Ocean Abyss vs Gardenia in Real Spaces
2 real rooms side by side. Seeing Ocean Abyss and Gardenia in actual rooms makes the difference concrete; browse the spaces below to get a feel for how each color lives on a wall.
Living Room
A living room wall sees more varied light than almost any other surface in the house, which makes the choice between these two more nuanced than a chip suggests. Gardenia reflects noticeably more light off the walls, making the space read more open than Ocean Abyss.
House
A full exterior is the most demanding test for a paint color — scale and outdoor light both amplify differences that seem small on a swatch. Gardenia returns significantly more light to the room — in a smaller or darker space, that difference in perceived brightness is hard to miss.
Color Details
Ocean Abyss vs Gardenia Simulated Comparison
5 simulated room previews — drag the slider on each to see Ocean Abyss on one side and Gardenia on the other.

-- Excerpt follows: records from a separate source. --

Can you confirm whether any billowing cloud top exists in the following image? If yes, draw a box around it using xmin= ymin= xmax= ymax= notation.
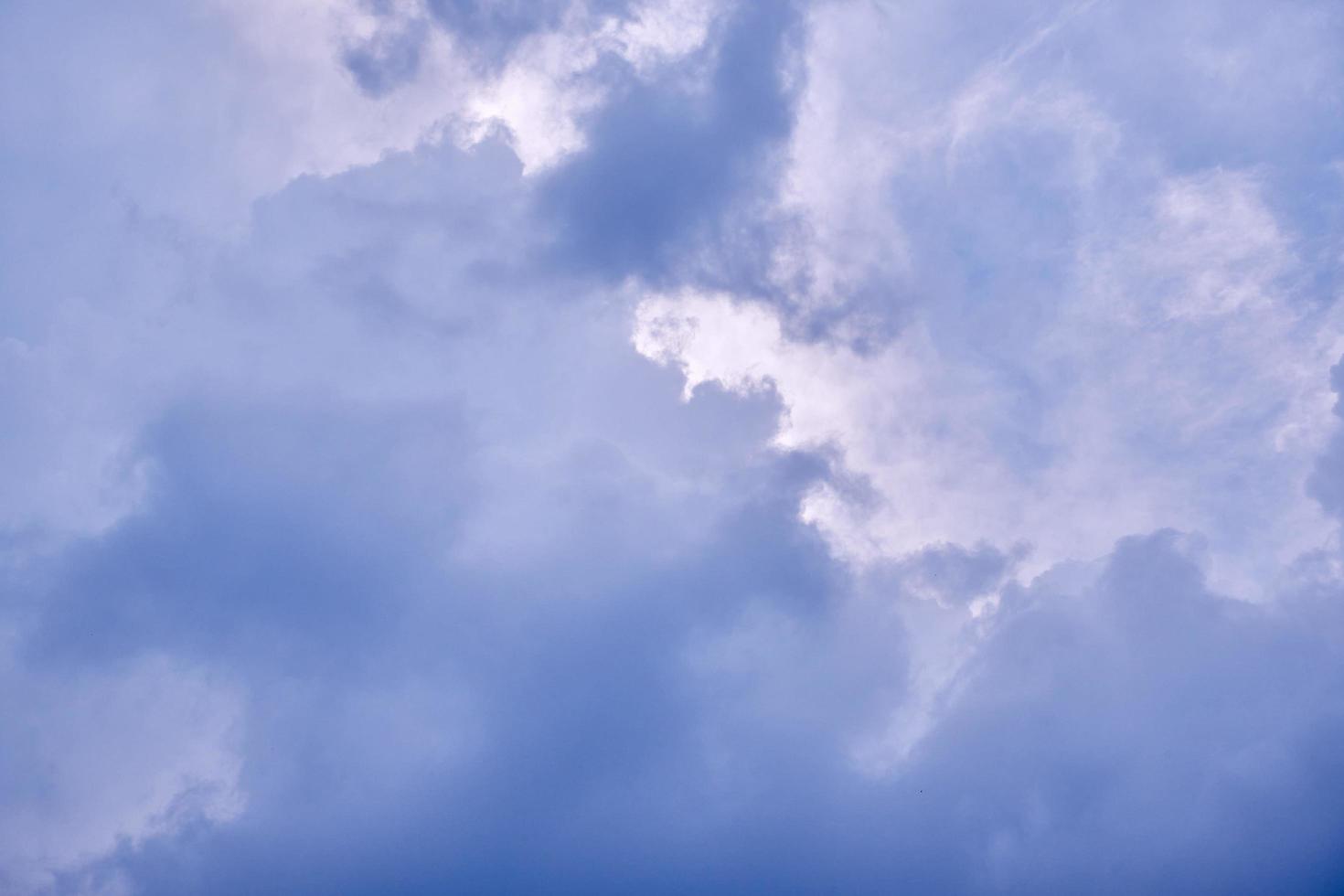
xmin=0 ymin=0 xmax=1344 ymax=896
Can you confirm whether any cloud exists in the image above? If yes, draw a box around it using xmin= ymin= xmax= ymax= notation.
xmin=0 ymin=0 xmax=1344 ymax=896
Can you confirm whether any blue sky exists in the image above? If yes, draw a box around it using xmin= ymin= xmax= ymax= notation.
xmin=0 ymin=0 xmax=1344 ymax=896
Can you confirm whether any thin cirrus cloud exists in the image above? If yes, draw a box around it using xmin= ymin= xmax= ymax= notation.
xmin=0 ymin=0 xmax=1344 ymax=896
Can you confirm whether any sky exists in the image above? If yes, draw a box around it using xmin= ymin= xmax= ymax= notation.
xmin=0 ymin=0 xmax=1344 ymax=896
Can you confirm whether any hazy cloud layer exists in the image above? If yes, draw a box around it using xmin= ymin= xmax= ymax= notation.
xmin=0 ymin=0 xmax=1344 ymax=896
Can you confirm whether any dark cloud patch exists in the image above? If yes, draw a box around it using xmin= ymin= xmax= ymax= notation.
xmin=543 ymin=4 xmax=798 ymax=283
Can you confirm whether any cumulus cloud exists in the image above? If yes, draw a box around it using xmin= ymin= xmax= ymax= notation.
xmin=0 ymin=0 xmax=1344 ymax=896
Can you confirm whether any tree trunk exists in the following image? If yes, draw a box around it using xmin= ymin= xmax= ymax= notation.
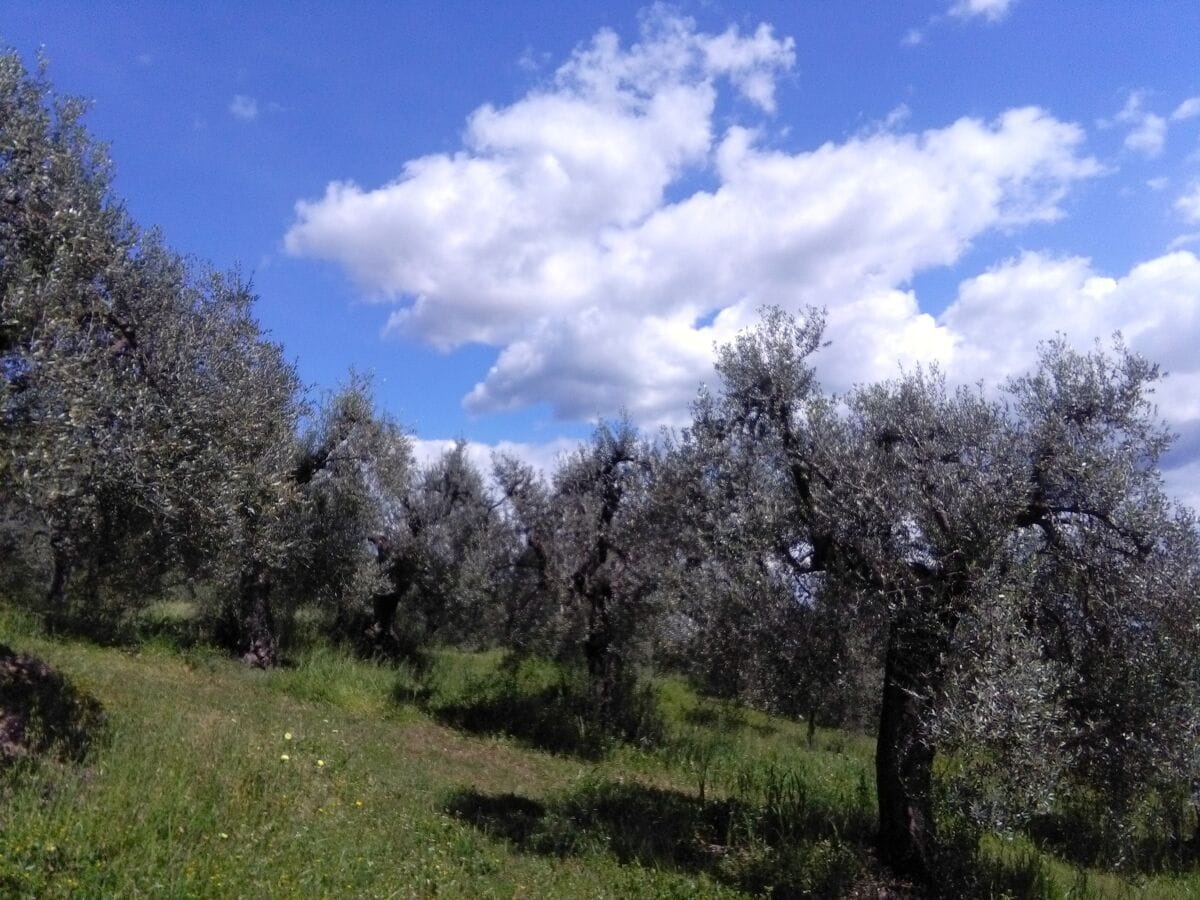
xmin=46 ymin=536 xmax=72 ymax=616
xmin=875 ymin=624 xmax=944 ymax=886
xmin=239 ymin=564 xmax=278 ymax=668
xmin=583 ymin=584 xmax=623 ymax=733
xmin=367 ymin=590 xmax=400 ymax=656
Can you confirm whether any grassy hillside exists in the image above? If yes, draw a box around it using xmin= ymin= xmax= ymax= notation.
xmin=0 ymin=607 xmax=1200 ymax=898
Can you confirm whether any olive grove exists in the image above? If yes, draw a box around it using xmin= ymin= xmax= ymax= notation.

Digital color is approximate. These simulations are generated from the manufacturer's hex values and overlaid on grayscale room photos — your screen's calibration, brightness, and viewing angle all affect how they render. Before committing to either color, test physical samples in your own space under the light you actually live with.
More Ocean Abyss comparisons
See how Ocean Abyss stacks up against other well-photographed colors across different brands and tones.